I’m loving the simple, graphic look of block printed fabrics lately. There are plentiful machine-made versions to be had cheaply these days but the true beauty of these printed pieces lies in their handmade imperfections. Conveniently, you can make some yourself for even cheaper than you can buy a made-in-china knockoff. All you need is an eraser. I hoard school supplies so I have several going unused somewhere in the pencil-shaving covered abyss of my desk drawer, but you can also buy them for well under a buck. This is also a good use for any bits and pieces of actual lino blocks you might have lying around if you’ve done block printing projects before.

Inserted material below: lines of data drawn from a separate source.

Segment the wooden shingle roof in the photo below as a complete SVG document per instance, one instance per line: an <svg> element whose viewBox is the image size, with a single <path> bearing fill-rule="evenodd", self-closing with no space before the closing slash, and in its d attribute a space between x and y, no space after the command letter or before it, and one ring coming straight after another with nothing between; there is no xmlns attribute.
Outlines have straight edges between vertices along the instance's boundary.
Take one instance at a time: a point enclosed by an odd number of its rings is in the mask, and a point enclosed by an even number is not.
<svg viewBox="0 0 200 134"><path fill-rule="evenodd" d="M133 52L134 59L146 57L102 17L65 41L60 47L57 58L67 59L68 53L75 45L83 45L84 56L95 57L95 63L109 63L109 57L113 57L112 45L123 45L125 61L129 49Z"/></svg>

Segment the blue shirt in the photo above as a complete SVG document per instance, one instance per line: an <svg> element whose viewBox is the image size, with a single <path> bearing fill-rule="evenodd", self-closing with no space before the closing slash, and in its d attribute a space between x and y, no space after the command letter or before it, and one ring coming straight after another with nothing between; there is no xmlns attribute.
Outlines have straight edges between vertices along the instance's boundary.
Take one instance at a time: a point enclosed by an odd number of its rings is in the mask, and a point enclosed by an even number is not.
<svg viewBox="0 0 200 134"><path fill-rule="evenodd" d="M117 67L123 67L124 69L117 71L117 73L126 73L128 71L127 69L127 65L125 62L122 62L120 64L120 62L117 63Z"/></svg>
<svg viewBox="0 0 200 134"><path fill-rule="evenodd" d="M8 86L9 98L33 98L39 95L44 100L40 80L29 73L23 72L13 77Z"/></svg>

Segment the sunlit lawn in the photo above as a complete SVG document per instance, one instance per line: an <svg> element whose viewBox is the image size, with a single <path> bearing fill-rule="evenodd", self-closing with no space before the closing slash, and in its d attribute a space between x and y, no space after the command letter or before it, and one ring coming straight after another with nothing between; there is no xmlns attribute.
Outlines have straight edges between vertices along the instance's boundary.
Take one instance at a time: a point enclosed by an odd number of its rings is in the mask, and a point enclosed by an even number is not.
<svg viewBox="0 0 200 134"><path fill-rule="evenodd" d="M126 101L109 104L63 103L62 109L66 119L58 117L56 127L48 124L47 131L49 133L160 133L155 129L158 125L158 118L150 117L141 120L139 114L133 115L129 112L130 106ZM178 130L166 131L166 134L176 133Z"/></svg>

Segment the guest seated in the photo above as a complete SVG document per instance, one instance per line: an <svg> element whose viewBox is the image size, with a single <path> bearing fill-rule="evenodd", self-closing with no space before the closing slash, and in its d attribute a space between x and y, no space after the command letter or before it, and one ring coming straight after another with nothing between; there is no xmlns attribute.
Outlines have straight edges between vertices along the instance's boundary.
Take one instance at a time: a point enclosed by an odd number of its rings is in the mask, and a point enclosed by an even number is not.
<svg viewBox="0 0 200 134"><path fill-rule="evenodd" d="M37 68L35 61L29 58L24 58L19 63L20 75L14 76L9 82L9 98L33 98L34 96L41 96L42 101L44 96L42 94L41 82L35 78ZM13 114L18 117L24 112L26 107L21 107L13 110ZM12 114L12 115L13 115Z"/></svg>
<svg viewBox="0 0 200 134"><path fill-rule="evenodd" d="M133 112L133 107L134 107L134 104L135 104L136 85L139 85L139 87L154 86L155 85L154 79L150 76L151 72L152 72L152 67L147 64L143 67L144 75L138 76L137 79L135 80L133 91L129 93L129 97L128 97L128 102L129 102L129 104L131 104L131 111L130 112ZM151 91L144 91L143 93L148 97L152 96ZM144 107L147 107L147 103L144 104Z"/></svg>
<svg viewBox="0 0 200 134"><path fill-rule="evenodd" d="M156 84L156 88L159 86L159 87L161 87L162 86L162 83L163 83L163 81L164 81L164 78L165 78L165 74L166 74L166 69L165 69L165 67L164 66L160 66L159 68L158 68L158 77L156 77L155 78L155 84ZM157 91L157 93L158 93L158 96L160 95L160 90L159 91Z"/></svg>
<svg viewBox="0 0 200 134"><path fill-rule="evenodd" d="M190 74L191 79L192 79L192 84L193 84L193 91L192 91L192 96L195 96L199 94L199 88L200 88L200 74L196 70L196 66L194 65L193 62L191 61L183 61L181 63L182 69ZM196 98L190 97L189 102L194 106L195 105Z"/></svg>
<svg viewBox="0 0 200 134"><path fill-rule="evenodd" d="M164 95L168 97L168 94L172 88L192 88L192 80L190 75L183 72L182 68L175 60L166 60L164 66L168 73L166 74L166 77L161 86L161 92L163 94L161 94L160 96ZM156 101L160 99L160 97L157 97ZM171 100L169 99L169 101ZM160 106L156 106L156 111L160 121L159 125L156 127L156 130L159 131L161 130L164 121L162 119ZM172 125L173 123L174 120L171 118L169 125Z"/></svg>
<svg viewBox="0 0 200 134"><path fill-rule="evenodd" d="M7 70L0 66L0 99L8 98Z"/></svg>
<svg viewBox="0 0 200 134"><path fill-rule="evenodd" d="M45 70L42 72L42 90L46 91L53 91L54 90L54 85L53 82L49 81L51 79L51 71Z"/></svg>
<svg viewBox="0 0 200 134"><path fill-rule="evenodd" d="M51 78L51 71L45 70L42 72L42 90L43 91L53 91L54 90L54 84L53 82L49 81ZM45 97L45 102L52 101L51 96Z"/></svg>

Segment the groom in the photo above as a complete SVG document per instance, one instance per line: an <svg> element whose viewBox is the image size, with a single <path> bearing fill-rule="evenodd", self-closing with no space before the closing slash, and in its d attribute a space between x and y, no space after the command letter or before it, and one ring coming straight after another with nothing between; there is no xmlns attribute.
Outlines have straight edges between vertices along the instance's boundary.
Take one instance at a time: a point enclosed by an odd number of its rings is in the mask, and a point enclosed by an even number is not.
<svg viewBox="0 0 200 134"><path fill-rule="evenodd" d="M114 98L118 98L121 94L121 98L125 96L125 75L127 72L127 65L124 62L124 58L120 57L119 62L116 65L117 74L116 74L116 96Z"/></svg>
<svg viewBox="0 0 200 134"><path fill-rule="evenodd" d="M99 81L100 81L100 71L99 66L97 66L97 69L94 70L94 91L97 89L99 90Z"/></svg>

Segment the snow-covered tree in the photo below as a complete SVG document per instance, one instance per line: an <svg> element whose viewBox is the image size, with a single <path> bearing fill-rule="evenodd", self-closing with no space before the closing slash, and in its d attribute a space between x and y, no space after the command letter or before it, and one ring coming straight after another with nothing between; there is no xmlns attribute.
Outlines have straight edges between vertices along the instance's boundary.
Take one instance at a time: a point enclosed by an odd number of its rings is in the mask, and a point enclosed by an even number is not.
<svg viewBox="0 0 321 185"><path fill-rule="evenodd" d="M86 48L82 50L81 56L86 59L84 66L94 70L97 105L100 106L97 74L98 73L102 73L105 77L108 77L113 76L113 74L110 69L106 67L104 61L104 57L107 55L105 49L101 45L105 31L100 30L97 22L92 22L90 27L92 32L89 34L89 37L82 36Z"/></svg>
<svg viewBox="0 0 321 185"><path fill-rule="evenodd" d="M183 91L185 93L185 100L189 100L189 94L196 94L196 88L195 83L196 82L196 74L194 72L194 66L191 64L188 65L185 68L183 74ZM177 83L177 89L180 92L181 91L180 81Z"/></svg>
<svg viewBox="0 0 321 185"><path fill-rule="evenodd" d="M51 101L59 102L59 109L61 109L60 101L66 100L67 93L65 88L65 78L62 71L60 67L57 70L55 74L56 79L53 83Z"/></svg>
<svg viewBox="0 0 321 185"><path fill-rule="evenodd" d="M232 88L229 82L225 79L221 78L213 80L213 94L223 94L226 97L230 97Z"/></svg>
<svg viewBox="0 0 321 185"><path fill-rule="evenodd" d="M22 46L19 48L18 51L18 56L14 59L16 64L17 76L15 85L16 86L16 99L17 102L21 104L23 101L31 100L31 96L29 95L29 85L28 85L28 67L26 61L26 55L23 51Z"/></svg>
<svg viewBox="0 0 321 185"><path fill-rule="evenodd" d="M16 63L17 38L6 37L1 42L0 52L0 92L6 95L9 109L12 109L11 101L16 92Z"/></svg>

I’ve wanted to block print on fabric before but I had to experiment a bit with paints. Most inks made specifically for block printing are for paper only. You can find some oil based ones, but that gets messy, and often the process of heat setting the fabric is more trouble than it’s worth to me. Fabric-permanent silk screening inks are more readily available, but they aren’t tacky enough for these purposes. Luckily, regular acrylic paint works pretty perfectly: it won’t wash out and is typically cheap and easy to come by. You can’t get the precision that you could achieve on paper, but keep your designs simple and you shouldn’t have any trouble.

For this pillow case I simply used the long, rectangular side of an eraser, dipped it in some paint that I had spread on the back of a glossy magazine, and pressed it onto the fabric in an alternating angled pattern. Don’t worry about it being perfect! The variations in pressure give it a great texture. Play with different sequences and repetitions to get a ton of patterns out of just one simple shape.